München - Die AZ-Leserin ist empört. Sehr empört. "Ich möchte nicht, dass man uns ältere Menschen vergisst", schimpft sie. "Nach dem Motto: Die sind eh bald in der Grube." Was sie so aufregt – und viele ihrer Bekannten auch: Heimlich, still und leise hat der MVV sein großes Fahrplanbuch eingestellt.

Die Frau ist nur eine von vielen verärgerten älteren MVV-Kunden, die sich bei der AZ gemeldet haben. Und auch bei Reinhard Bauer, dem Chef des Seniorenbeirats, ist das Fahrplanbuch in diesen Wochen ein Dauer-Thema. "Zu uns kommen laufend Leute", sagt er der AZ. "Ein heißes Thema, ein drängendes Problem."

Seniorenbeirat fordert, dass das Fahrplanbuch weiterhin gedruckt wird 

Dabei ärgern Bauer – und mit ihm zahlreiche Senioren – nicht nur die Kommunikation des MVV. "Dass das so unerwartet und plötzlich passiert ist." Ganz konkret möchte der Seniorenbeirat, dass das Fahrplanbuch weiterhin gedruckt wird. Deswegen hat er nun eine offizielle Bitte an den MVV formuliert.

Reinhard Bauer.
Reinhard Bauer. © AZ-Archiv

Denn, es stimme zwar, dass das Fahrplanbuch auch in Zukunft abrufbar sei – jetzt dann eben digital. Das aber sei für viele ältere Menschen, die sich nicht mit Computern auskennen, keine Alternative.

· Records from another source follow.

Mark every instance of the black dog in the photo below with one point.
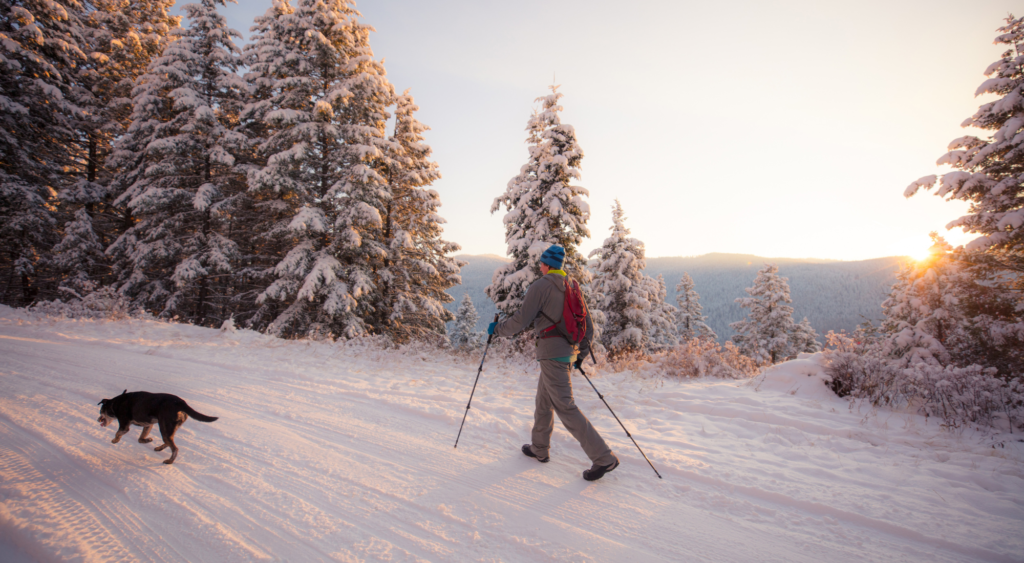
(145, 409)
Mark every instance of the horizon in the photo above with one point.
(819, 159)
(808, 258)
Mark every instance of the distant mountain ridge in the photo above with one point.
(832, 294)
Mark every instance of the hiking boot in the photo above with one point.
(527, 450)
(596, 472)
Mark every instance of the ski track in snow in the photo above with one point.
(331, 451)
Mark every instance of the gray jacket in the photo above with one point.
(548, 295)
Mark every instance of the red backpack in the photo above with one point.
(573, 313)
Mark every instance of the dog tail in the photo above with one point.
(197, 415)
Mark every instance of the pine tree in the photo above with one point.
(663, 317)
(940, 313)
(177, 257)
(620, 291)
(804, 338)
(417, 268)
(989, 173)
(542, 207)
(764, 335)
(464, 334)
(40, 46)
(122, 39)
(690, 321)
(318, 116)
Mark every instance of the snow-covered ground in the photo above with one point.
(335, 451)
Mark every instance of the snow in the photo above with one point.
(343, 451)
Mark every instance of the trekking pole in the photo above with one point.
(580, 366)
(487, 345)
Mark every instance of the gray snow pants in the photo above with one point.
(554, 395)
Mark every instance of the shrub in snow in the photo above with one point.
(663, 316)
(464, 334)
(859, 370)
(543, 208)
(804, 338)
(102, 303)
(699, 357)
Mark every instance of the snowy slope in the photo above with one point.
(334, 451)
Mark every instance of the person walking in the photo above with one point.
(543, 304)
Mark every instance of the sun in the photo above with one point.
(922, 255)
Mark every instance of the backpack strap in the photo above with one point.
(550, 331)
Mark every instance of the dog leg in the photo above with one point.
(117, 437)
(174, 453)
(167, 430)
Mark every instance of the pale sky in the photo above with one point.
(782, 129)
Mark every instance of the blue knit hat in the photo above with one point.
(554, 256)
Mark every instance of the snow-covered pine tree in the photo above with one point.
(176, 259)
(922, 311)
(663, 315)
(986, 274)
(318, 114)
(40, 46)
(122, 37)
(542, 207)
(417, 269)
(620, 292)
(464, 334)
(690, 321)
(804, 338)
(764, 335)
(989, 173)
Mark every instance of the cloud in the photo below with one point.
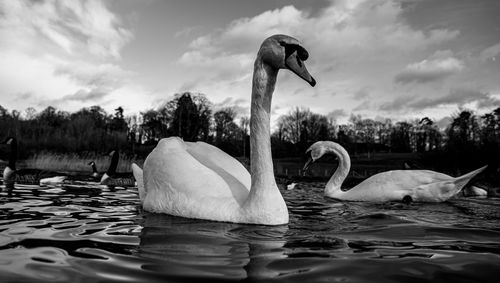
(361, 93)
(337, 113)
(65, 54)
(396, 104)
(438, 67)
(456, 96)
(362, 106)
(490, 52)
(73, 26)
(351, 43)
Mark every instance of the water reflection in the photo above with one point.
(206, 249)
(91, 233)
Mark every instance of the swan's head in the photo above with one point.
(9, 140)
(285, 52)
(320, 148)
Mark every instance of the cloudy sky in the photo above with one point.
(400, 59)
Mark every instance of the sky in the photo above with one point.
(397, 59)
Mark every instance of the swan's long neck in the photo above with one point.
(333, 187)
(13, 155)
(94, 169)
(113, 165)
(261, 162)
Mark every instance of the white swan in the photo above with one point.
(396, 185)
(197, 180)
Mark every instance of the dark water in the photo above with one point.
(94, 234)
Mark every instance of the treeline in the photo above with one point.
(468, 141)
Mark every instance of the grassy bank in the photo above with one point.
(76, 162)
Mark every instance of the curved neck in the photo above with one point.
(333, 187)
(94, 169)
(261, 162)
(113, 165)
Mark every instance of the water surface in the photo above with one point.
(93, 234)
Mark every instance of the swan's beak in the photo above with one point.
(296, 65)
(306, 166)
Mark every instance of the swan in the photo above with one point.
(113, 178)
(28, 176)
(198, 180)
(396, 185)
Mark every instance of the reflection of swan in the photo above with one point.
(197, 180)
(396, 185)
(202, 250)
(28, 176)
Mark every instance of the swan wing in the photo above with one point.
(137, 171)
(172, 172)
(394, 185)
(443, 190)
(222, 163)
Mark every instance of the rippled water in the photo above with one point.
(94, 234)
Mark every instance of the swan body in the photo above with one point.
(395, 185)
(27, 176)
(467, 191)
(198, 180)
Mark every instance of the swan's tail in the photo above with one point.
(137, 171)
(461, 181)
(444, 190)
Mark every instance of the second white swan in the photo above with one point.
(396, 185)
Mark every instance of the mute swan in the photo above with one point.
(396, 185)
(467, 191)
(113, 178)
(198, 180)
(27, 176)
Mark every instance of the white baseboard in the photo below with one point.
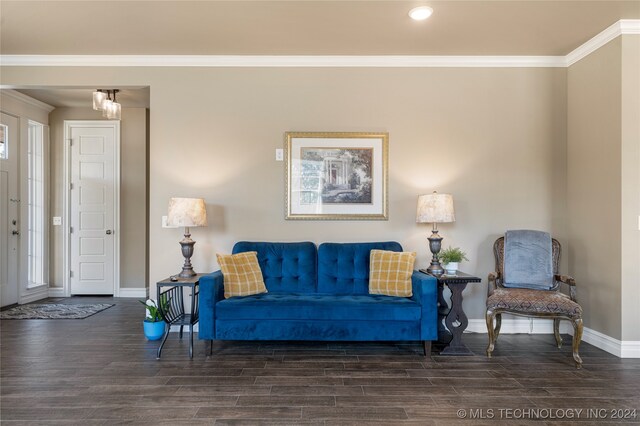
(621, 349)
(139, 292)
(56, 292)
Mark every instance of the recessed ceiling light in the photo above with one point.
(420, 13)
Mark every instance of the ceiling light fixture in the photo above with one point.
(420, 13)
(102, 102)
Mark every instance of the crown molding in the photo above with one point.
(27, 100)
(380, 61)
(622, 27)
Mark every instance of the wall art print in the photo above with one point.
(336, 176)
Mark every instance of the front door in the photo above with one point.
(9, 209)
(93, 206)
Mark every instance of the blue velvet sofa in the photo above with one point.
(318, 294)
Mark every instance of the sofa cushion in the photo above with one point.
(241, 274)
(286, 267)
(270, 306)
(390, 273)
(343, 268)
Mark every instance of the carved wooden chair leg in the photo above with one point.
(426, 345)
(489, 316)
(556, 332)
(496, 332)
(577, 338)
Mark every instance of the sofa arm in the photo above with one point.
(211, 292)
(425, 292)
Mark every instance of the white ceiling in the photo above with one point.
(294, 27)
(83, 98)
(304, 27)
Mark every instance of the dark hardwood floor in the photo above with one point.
(102, 370)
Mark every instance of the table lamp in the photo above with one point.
(187, 212)
(435, 208)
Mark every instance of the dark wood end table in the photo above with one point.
(455, 319)
(175, 314)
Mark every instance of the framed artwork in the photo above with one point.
(336, 176)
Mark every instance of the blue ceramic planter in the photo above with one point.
(154, 330)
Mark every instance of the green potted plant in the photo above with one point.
(154, 323)
(451, 258)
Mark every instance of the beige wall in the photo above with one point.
(594, 199)
(133, 192)
(603, 186)
(493, 137)
(630, 188)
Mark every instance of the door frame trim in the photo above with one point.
(66, 215)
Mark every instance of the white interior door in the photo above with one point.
(93, 206)
(9, 209)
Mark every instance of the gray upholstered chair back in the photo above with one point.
(498, 251)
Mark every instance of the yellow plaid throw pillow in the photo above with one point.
(390, 273)
(241, 273)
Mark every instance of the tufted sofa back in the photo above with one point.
(286, 267)
(343, 268)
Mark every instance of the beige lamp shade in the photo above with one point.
(187, 212)
(435, 208)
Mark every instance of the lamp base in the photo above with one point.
(187, 251)
(435, 269)
(435, 243)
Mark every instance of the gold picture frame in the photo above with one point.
(336, 176)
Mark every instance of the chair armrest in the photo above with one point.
(211, 292)
(570, 281)
(425, 292)
(493, 283)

Das bestätigt auch die empörte AZ-Leserin: "Ich habe in meinem Leben nie mit Computern gearbeitet", erzählt sie. Wenn sie jetzt zum Bahnhof geht, spekuliert sie, dass sich die Zeiten im Vergleich zum Vorjahr nicht geändert haben. "Man geht ja eh immer etwas früher." Zugfahren auf gut Glück.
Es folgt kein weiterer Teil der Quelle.